Vargas - Para atuar de forma satisfatória em ambiente coletivo é fundamental que pratiquemos, ao máximo, a comunicação empática. A todo o momento, tenho alertado as pessoas que esta responsabilidade de se fazer entendido é fundamental para a eficácia do diálogo. Temos que nos colocar no lugar do outro, sempre que for possível, e ficar alerta para que ruídos não obstruam o processo de comunicação. A rádio-peão nunca vai acabar, mas a empresa pode antecipar todos os rumores negativos de uma situação se ela contar com canais eficientes de comunicação. Intranet, jornal mural, estação de rádio interna, diálogos abertos, programas que promovam a internalizem conceitos principais da empresa de forma coletiva são esses mecanismos que podem ajudar na obtenção de uma comunicação interna eficiente.

RH - Qual a relação existente entre a gestão do conhecimento e a motivação dos colaboradores?
Vargas - Mais uma vez, entra em cena a questão do ambiente favorável. Num ambiente favorável à gestão do conhecimento, a motivação precisa ser olhada com bastante atenção. A motivação pode ser originada por fatores internos à empresa e, neste caso, cabe à empresa gerenciar de forma que os impactos destes fatores possam ser positivos para a grande massa de colaboradores. A habilidade de transformar caos em oportunidades precisa ser desenvolvida pelas empresas que querem trabalhar com gestão do conhecimento. A motivação também pode ser originada por fatores externos, trata-se de mudança de políticas do governo, de mudanças que afetam a sociedade empresarial e que impactam positiva ou negativamente nos processos da empresa. Neste caso, os dirigentes da organização devem antecipar a análise destes impactos para que as pessoas possam se posicionar mediante o novo cenário. Há também a motivação interna de cada um, a chamada auto-motivação que cada pessoa emocionalmente precisa desenvolver. Gerir a empresa valorizando o uso do conhecimento exige entusiasmo coletivo e esse entusiasmo é oriundo de motivação.

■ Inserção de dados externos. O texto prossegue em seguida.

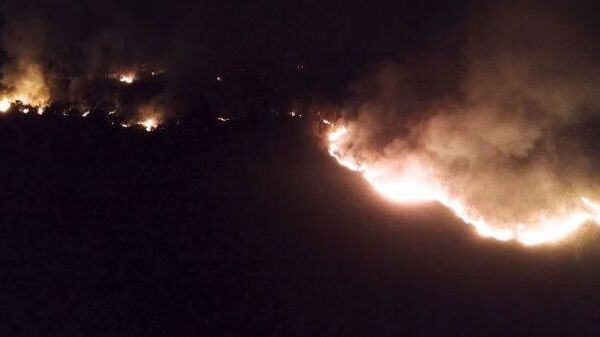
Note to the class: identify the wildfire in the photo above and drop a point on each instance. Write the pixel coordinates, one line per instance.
(412, 180)
(4, 105)
(149, 124)
(127, 78)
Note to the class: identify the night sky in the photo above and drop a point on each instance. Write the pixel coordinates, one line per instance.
(250, 228)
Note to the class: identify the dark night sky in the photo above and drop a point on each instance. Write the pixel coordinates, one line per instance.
(251, 229)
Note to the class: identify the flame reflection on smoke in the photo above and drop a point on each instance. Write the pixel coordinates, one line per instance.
(413, 180)
(4, 105)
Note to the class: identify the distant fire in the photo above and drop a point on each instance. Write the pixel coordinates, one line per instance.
(127, 77)
(4, 105)
(413, 180)
(149, 124)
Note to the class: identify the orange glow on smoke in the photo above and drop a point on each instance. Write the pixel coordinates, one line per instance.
(412, 180)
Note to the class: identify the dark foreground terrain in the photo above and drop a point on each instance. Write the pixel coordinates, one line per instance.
(212, 230)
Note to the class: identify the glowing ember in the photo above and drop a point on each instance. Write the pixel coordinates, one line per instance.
(412, 180)
(149, 124)
(127, 78)
(4, 105)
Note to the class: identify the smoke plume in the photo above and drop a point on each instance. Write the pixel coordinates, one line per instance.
(513, 142)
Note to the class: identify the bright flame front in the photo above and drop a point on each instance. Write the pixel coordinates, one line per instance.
(413, 180)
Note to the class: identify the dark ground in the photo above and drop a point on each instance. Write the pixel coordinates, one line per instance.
(209, 231)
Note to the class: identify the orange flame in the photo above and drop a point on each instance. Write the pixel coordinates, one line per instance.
(414, 181)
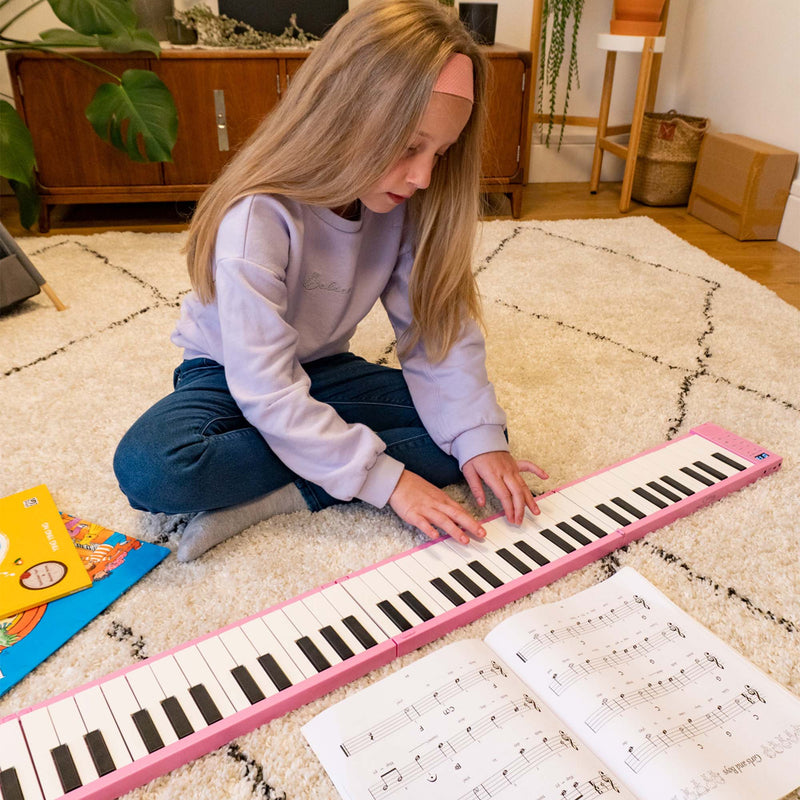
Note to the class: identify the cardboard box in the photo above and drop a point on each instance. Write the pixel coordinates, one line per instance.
(741, 185)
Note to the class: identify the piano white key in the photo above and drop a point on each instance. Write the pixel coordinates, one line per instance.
(245, 655)
(220, 663)
(175, 684)
(14, 756)
(322, 608)
(266, 644)
(403, 582)
(308, 626)
(198, 673)
(347, 608)
(42, 739)
(70, 729)
(287, 634)
(149, 694)
(98, 717)
(123, 705)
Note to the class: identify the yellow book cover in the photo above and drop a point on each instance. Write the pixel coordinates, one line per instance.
(38, 562)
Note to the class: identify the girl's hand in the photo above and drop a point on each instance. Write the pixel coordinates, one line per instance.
(502, 473)
(428, 508)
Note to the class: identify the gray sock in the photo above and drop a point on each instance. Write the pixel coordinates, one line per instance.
(209, 528)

RH - Dentro desse processo de compartilhamento do conhecimento, qual seria o papel do profissional de RH?
Vargas - Na era do conhecimento todos os gestores de área são gestores de RH, ou seja gestores de pessoas. Partindo deste princípio, é possível concluir que os líderes de áreas precisam ampliar o seu papel e os profissionais de RH também precisam rever a sua atuação. Ele passa a ser um agente facilitador estratégico, que deve suprir as necessidades dos líderes de área nas questões sobre: como lidar melhor com os seus colaboradores no âmbito social e psicológico; apoiar nas soluções diversas, relativas inclusive à criação de mecanismos do compartilhamento do conhecimento.

RH - Que futuro pode ser esperado para aquelas empresas que insistem em não investir no conhecimento?
Vargas - Estamos vivendo um momento revolucionário em vários aspectos. No Brasil, a falta de investimento do governo em educação transfere para a empresa um problema sério. As pessoas estão chegando nas empresas com gaps de conhecimentos que precisam ser eliminados com investimentos da própria empresa. Este é apenas um problema que estou citando, existem outros que também obrigam a empresa a investir em mecanismos de conhecimento. As empresas que não investirem em conhecimento vão encolher e diminuir muito o seu leque de atuação no mercado e outras organizações não suportarão a concorrência e morrerão. Conhecimento para as organizações funciona, metaforicamente falando, como um componente lubrificador de uma engrenagem industrial e sem este óleo, a engrenagem emperra, enferruja e funcionar.